SARATOGA SPRINGS, NY, July 19, 2014—It is not so much that I’m conflicted as much as I’m a little distracted.

Here I am, with a front row seat to the best thoroughbred meet on the planet, and I’ve got harness horses on the brain, actually one juvenile trotter in particular.

Charles ‘Chip’ Foster lives in the condo next door, approximately 12 feet from my door.

About two months ago as I was preparing to leave for some big race on Long Island, Foster told me he had a nice trotting prospect who was a lot more advanced than others if his ilk at the harness track a quarter mile down the road from both of us.

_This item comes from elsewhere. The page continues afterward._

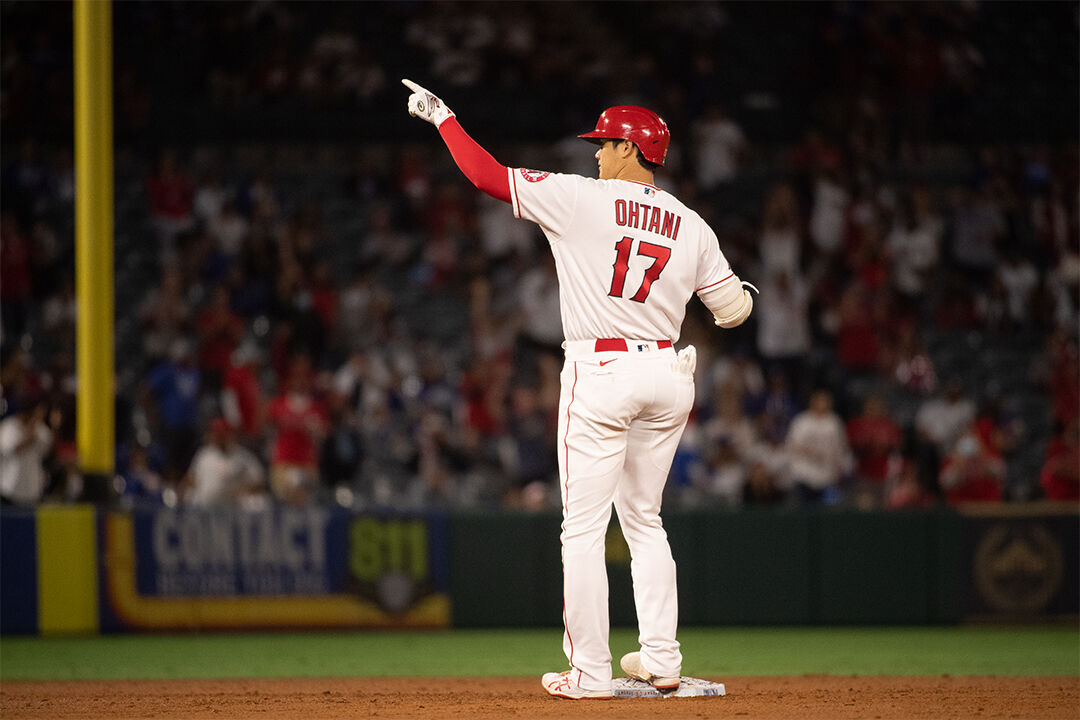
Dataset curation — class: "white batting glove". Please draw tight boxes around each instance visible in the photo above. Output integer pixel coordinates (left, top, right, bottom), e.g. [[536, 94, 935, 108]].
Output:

I told Chip that once I get back from Long Island, I’ll come over to the qualifiers on Friday mornings and check him out. From that first Friday, I have yet to see him get beat.

On the Friday after the Belmont, Royal Deceptor, by RC Royalty from the Malabar Man mare, Art of Deception, took his qualifier under wraps in 2:06. The time wasn’t fast but his professionalism and his manners were.

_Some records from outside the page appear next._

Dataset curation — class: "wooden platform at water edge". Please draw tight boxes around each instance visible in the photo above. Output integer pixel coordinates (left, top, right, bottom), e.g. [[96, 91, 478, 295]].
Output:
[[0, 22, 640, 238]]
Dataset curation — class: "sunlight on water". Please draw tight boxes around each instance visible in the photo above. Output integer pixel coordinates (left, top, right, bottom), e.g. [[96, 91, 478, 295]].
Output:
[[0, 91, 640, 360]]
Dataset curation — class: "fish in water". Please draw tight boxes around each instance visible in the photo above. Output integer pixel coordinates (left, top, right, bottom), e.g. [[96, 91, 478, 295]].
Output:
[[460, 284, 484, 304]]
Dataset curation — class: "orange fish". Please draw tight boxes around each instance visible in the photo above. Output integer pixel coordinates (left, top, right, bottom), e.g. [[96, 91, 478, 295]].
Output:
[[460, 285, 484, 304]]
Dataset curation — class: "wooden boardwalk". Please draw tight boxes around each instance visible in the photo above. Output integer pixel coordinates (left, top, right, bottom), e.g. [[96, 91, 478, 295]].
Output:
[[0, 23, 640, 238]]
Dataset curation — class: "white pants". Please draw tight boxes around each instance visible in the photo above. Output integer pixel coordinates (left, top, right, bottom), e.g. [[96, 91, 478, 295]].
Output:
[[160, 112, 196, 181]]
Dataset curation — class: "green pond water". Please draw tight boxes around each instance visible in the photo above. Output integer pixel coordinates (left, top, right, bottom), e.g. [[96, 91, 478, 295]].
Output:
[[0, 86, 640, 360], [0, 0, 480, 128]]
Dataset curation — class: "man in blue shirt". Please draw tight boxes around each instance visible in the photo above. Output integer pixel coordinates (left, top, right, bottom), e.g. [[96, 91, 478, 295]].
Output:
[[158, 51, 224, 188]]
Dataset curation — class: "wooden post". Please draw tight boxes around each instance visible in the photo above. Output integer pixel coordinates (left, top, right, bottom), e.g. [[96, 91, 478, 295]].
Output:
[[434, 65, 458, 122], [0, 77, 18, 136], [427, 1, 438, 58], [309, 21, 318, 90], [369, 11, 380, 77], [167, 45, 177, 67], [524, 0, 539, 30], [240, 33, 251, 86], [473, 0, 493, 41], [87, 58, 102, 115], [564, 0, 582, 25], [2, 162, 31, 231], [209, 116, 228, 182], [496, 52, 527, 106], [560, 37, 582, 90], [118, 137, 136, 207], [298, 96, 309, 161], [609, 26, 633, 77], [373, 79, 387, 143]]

The following week, the $11,000 Morrisville yearling purchase gave a virtual repeat performance, going a little faster, 2:05 3/5, before just ambling back to the barn like some old gelding that had just finished jogging.

Finally, with debut rapidly approaching, it was time to get a little more serious and the colt obliged, showing a speed dimension for the first time, taking the lead with a quarter-move and kept right on going like some energizer bunny of a trotting horse.

Stopping the timer in 2:03 flat, he took the lead and improved his position, as racetrackers say, winning by a ridiculous 22-length margin and coming his final half-mile in 59 2/5.

Finally, he was ready to race but no one, including his trainers, the husband and wife team of Cheryl and Mickey McGivern, who also drives him, knew exactly what to expect. All McGivern knew was that his colt “never gets tired.”

His parimutuel debut was at Buffalo Raceway, a half-miler but looking more like a track at some county fair, despite all that VLT money that was being made right next door.

Buffalo’s first turn is quirky, which is a kind way of saying it has very little banking. Consequently, many young horses keep going straight instead of turning left as they should.

With McGivern taking no chances, Royal Deceptor raced to the lead and once again improved his position. By the time it was over, he was 3-1/4 lengths clear and stopped the timer in 1:59 3/5, the fastest clocking for a juvenile trotter on a half mile track this year. Not a bad debut.

“I think that’s the last time I’ll see 5-2,” I said to Chip.

Friday, the New York Sires Stakes series moved to Tioga. At odds of 35 cents on the dollar and again leaving from the rail, this time McGivern appeared bent on teaching him something, settling the colt down in third down the backstretch run.

Making a quarter-move once again, his lower-first-turn brush was the trotting equivalent of Secretariat’s move in the Preakness. And the fact that he would go on to win by 7-3/4 lengths under no pressure in 1:58 2/5 was almost beside the point.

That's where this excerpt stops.